Een vriendin zei jaren geleden: ‘Hannelore, jij moet beter op je grenzen letten!’ Ik weet nog wat ik toen zei: ‘Daar let ik juiste zo min mogelijk op, anders krijg ik nooit iets gedaan!’ Misschien ligt daar het dilemma van iedereen die een chronische ziekte heeft. Het ene moment kan je niets, omdat je moe bent. Voel je je weer beter, dan wil je de schade inhalen. Een vicieuze cirkel. Eigenlijk moet ik leren accepteren dat ik mijn beperkingen heb, dat ik niet Super Woman ben. Maar aangezien ik mijn hele leven heb geleefd alsof ik juist wel Super Woman was, is dat nog steeds wennen voor mij. Ik kreeg laatst een e-mailtje van een vroegere werkgever. In de kopregel stond: Hannelore, ik mis je! Toen moest ik wel even huilen.
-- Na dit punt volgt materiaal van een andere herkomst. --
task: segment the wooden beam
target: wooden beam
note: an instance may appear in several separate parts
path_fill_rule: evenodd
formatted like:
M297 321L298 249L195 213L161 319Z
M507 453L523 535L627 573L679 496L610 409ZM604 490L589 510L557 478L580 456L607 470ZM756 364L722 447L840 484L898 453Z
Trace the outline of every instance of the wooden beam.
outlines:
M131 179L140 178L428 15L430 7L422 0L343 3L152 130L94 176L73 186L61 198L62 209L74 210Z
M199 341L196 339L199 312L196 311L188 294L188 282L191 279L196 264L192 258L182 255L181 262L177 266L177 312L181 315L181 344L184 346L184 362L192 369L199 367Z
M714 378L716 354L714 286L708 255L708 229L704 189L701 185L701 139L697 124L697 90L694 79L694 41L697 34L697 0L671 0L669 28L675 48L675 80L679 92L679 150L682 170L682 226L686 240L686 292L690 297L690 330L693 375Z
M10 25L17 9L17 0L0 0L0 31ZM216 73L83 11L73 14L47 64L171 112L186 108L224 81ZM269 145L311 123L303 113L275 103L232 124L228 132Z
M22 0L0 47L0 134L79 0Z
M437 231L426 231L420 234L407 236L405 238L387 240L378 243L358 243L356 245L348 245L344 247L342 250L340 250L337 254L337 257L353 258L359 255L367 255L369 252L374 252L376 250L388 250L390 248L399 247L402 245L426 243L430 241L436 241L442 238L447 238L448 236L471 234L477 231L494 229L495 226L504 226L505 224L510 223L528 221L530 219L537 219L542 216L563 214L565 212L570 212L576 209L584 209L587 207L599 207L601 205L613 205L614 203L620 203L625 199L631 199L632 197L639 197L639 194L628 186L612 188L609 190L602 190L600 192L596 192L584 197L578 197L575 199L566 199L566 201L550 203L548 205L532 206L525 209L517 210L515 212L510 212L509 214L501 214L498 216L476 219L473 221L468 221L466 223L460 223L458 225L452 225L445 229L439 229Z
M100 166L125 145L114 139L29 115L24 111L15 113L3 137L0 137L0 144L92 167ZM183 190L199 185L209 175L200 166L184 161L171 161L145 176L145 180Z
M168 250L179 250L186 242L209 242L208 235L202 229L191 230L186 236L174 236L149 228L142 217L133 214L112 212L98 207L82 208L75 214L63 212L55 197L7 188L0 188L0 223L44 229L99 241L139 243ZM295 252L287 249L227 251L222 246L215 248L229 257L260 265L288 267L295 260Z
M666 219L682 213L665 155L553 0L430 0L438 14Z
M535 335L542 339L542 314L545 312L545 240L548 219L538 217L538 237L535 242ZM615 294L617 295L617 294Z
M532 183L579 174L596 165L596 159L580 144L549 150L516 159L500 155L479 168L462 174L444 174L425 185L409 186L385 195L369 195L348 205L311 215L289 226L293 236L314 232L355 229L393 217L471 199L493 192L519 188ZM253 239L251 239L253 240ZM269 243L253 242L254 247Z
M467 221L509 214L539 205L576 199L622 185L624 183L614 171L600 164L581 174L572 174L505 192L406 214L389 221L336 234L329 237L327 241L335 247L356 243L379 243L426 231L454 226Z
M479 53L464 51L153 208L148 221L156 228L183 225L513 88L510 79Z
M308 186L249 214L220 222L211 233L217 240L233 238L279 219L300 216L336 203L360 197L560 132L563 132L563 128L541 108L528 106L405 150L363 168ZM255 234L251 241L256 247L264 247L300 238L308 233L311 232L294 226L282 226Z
Ik mis Hannelore ook – de oude Hannelore, die alles kon…
Woedeaanvallen
‘Als ik echt heel moe ben kan ik enorme woedeaanvallen krijgen. Dan zit mijn hoofd zo vol dat er gewoon niets meer bij kan. Dan word ik gek van alles en iedereen die mij opbelt, onaangekondigd voor de deur staat (grrr!), met mij naar de film wil (NEE!), of vraagt of ik zin heb om iets leuks te gaan doen (NEEEE!!!) ! Ondertussen voel ik me verschrikkelijk eenzaam en verlang naar gezelschap, maar ik kan niemand om me heen verdragen, want alles en iedereen irriteert me… Het enige wat helpt op zo’n moment is rust, rust en nog eens rust. Niet als een kip zonder kop heen en weer dribbelen, wat ik ook nog wel eens doe, want ondanks mijn moeheid heb ik ook vaak een soort onrust in mijn hoofd. Lekker op de bank liggen, mezelf afzonderen, net zolang tot het weer over is, dat is het beste. Vroeger kon ik heel moeilijk alleen zijn. Tegenwoordig vind ik het prettig, omdat ik weet dat ik dan weer helemaal bijkom.
Positief
‘Vroeger, toen ik aan het begin van dat hele hypofysegedoe stond, had ik vaak het gevoel dat ik geen grip meer had op mijn leven. Van dat gevoel op zich werd ik al wanhopig. Maar nu, dankzij de hormoonsupplementen, is dat anders. Ik heb die grip wel… ik ben ‘m alleen soms even kwijt. Eén van de positieve bijkomstigheden van mijn aandoening vind ik, dat ik nu word gedwongen om te kijken naar hoe ik omga met mezelf. Mensen zijn niet snel geneigd om te veranderen, maar ik heb toch al wat vorderingen gemaakt op dat gebied… en misschien was dat wel hard nodig! Waar ik veel aan gehad heb is een aantal gesprekken bij het RIAGG en bij een psychotherapeut, een aantal jaar geleden. Die mensen hebben mij geholpen mijn ziekte te verwerken en mezelf te accepteren zoals ik nu ben, en daar pluk ik nog steeds de vruchten van. Al heb ik het wel eens moeilijk, ik ben op de goeie weg….’
Noot van de redactie
De namen van de betrokkenen en plaatsnamen in dit artikel zijn gefingeerd, om de privacy van de geïnterviewden en hun naasten te beschermen. In ons kwartaalblad Hyponieuws heeft het artikel met de originele namen van de betrokkenen gestaan.